Les instruments juridiques tels que les chartes des droits et libertés contribuent d’ailleurs beaucoup
à cet état de fait.
– À l’inverse, les personnes qui véhiculent certains préjugés ou qui pratiquent de la discrimination
sont a priori stigmatisées. Il est remarquable, par exemple, que plusieurs termes créés depuis un
siècle visent expressément à dénoncer ceux qui font subir des préjudices aux victimes. C’est le cas
des mots raciste (1892), xénophobe (1903), sexiste (1972), abuseur (1977), homophobe (1979),
islamophobe (1994) et judéophobe (2005).
– La tendance sociale à s’ouvrir sur le monde, à vouloir communiquer sans entrave avec tous les
citoyens du monde.

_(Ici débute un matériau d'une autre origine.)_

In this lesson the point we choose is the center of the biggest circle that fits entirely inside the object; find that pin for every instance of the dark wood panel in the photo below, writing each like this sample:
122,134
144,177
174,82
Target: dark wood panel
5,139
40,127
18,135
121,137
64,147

Les moyens de transport et de communication ainsi que la multiplicité des échanges économiques, etc., favorisent en effet la valorisation d’une ouverture aux autres qui se situe aux
antipodes du repli sur soi et de la peur des personnes « différentes » ou simplement étrangères.
CONCLUSION
Mon expérience montre que cette méthode est simple d’utilisation et efficace, le taux de réussite estimé
étant de 50 % à 60 %. Il faut savoir cependant que sa mise en application nécessite une certaine dose de
courage et de franchise. En effet, il n’est pas habituel dans la culture québécoise d’exprimer ouvertement
et collectivement des opinions qui sont « politiquement incorrectes ». Il s’agit pourtant d’une condition
indispensable pour établir une communication authentique avec des groupes sociaux stigmatisés et pour
avancer dans la quête d’une harmonie sociale la plus parfaite possible.